Novo Nordisk has announced a research collaboration with the Langer Laboratory at the Massachusetts Institute of Technology (MIT) for the next generation of drug delivery devices for the administration of peptides

The aim of the research collaboration, which is conducted at both MIT in Boston, US and at Novo Nordisk’s research facilities in Måløv and Hillerød, Denmark, is to develop the next generation of drug delivery devices as an alternative to parenteral or injection-based delivery of peptides.

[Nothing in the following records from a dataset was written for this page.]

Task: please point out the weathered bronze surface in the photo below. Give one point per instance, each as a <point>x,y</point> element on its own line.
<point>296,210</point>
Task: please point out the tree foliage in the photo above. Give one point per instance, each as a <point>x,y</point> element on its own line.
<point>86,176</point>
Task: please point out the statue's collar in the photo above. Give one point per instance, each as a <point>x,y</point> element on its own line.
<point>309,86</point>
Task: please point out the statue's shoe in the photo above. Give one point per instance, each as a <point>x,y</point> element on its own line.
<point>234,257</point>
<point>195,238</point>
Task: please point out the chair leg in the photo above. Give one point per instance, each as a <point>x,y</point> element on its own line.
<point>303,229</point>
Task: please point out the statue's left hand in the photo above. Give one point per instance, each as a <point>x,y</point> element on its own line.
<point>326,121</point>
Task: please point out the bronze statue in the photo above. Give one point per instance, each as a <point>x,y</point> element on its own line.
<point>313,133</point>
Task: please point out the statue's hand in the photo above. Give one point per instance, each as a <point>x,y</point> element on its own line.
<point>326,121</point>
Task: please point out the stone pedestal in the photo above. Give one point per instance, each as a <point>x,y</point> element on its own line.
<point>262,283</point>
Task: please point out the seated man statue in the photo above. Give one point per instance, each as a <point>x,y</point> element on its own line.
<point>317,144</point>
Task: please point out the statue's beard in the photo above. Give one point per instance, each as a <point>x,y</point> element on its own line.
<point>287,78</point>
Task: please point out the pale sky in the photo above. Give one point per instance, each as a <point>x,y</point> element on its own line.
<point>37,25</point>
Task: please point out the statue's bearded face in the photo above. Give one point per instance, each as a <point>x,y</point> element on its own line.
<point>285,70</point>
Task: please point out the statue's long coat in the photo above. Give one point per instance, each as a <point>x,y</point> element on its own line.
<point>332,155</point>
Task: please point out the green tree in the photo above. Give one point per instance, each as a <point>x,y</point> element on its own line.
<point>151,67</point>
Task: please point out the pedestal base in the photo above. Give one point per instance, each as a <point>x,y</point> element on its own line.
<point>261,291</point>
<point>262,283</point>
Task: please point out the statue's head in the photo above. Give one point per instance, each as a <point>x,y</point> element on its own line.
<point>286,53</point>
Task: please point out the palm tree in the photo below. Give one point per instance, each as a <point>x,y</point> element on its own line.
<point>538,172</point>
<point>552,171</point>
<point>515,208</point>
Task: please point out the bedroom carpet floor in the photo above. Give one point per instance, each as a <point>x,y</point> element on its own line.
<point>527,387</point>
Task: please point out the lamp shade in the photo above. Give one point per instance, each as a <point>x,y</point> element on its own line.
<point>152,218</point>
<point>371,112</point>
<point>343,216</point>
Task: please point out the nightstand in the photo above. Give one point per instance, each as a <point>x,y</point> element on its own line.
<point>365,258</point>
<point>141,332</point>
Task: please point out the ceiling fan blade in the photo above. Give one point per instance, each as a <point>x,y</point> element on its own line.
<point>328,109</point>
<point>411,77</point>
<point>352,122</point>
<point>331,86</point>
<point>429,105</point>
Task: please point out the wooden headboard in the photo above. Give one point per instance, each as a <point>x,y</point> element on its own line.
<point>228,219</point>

Professor Robert Langer’s laboratory has expertise in creating new approaches for delivering drugs such as peptides and proteins across complex barriers in the body such as the blood-brain barrier, the intestine, the lung and the skin. Together with Dr Giovanni Traverso, a gastroenterologist and biomedical engineer at Harvard Medical School, and research affiliate of MIT, they will lead a team in the development of a platform enabling the oral delivery of peptides.

There are many challenges of developing and producing a reliable peptide delivery vehicle. They include avoiding premature degradation in the body, overcoming poor peptide transport over epithelial barriers, limiting variability of absorption (caused, for example, by interaction with food in the stomach) and producing both peptide and the delivery vehicle in sufficient scale and numbers cost-effectively. If these challenges can be overcome, as recent research suggests, drug delivery devices hold great therapeutic promise for a plethora of diseases where patients need to take frequent injections.

“Drug delivery devices hold great potential and I am looking forward to this exciting research collaboration with one of the world’s leading drug delivery laboratories,” said Peter Kurtzhals, senior vice president and head of global research at Novo Nordisk.

Robert Langer, professor and head of the Langer Laboratory at MIT, said: “We are very excited to be doing research sponsored by Novo Nordisk to address one of the current greatest challenges in drug delivery”.